The lawsuit’s fourth named plaintiff alleged fraudulent charges to his credit card and that the laptop thief had filed a fraudulent joint tax return under his and his wife’s names.  However, these allegations failed to show causation.  There was no evidence that the filed tax return had any connection to the stolen laptops.  Underscoring this conclusion was (1) personal information belonging to plaintiff’s wife was not on either stolen laptop and (2) no other putative class member alleged identity theft.  Id.  In addition, plaintiff admitted to receiving his tax refund.  Id. at *8.  Therefore, even if there were a casual connection, there was no injury.

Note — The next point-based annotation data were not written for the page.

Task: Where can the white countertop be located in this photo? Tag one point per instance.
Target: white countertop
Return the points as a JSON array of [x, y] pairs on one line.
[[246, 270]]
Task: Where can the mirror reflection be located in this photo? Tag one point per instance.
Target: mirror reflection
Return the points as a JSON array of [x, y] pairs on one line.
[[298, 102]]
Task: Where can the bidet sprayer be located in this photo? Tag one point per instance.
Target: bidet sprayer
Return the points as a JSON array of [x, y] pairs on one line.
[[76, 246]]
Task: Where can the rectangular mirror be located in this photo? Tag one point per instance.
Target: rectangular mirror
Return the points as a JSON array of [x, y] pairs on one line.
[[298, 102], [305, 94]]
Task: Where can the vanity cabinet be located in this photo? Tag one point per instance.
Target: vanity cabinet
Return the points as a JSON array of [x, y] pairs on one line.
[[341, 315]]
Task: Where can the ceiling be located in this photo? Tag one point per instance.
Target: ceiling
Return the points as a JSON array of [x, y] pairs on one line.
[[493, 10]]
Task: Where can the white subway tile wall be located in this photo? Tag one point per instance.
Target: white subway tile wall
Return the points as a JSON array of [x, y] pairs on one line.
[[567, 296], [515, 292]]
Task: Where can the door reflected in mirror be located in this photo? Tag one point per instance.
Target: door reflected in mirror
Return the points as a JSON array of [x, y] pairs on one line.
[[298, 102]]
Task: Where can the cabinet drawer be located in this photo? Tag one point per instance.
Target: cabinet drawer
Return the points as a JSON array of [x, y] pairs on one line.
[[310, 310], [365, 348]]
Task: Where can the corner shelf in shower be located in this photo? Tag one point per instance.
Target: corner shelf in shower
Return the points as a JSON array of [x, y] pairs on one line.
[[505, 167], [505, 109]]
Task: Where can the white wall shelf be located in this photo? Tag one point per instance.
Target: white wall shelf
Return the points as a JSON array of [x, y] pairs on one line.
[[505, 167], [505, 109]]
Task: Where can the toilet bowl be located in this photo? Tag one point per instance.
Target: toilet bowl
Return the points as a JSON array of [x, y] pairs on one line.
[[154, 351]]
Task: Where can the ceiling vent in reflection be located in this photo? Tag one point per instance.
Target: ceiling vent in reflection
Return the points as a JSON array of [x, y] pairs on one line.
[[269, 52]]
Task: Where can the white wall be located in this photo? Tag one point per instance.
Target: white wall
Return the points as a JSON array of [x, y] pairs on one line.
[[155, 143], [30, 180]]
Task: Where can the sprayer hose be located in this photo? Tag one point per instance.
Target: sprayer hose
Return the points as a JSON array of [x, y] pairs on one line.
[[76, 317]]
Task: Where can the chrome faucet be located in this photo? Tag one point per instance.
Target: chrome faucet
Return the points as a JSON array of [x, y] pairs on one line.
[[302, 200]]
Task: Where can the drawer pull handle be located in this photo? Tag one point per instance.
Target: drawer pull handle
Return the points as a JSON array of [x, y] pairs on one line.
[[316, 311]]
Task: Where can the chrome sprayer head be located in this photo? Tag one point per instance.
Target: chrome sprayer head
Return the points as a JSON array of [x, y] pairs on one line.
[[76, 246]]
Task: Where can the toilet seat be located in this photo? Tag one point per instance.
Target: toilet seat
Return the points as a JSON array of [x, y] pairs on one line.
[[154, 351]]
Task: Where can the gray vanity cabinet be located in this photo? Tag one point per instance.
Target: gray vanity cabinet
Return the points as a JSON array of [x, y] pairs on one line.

Similarly, because plaintiff’s credit card information had not been on the laptops, any alleged injury from fraudulent charges to the card were not “fairly traceable” to the laptops’ theft.  The Court explained:

Defendant points out, and Rindner does not contest, that current credit card information (as opposed to a new credit card, which can be fraudulently obtained using a stolen Social Security number) was not on the stolen laptops. (Def.’s Reply at 2.) Thus, any harm stemming from the fraudulent use of Rindner’s current credit card is not “fairly traceable” to Defendant.

Id. at *9.

What This Case Means.  Most data breach class actions assert some form of injury from increased risk of identity theft.  A few also allege fraudulent financial charges.  Realistically, however, not every data breach results in actual injury.  Nor is every fraudulent charge on a credit card the result of a headlined data breach.  For this reason, Article III standing has become a golden defense in the relatively early stages of data breach litigation.  For more information, see Mooney, J., “Standing In Data Breach Litigation: Lessons From 2014,” Law360 Privacy, 1/6/2015.

This case continues the emerging line of case law that holds, in the absence of evidence indicating imminent use of stolen data, claims of increased risk of identity theft do not meet the imminent and certainly impending injury requirement for standing.  The case also shows that allegations of fraudulent charges and actual identity theft are not enough – a plaintiff still must plead enough evidence to show a causal connection between the injury and the data breach.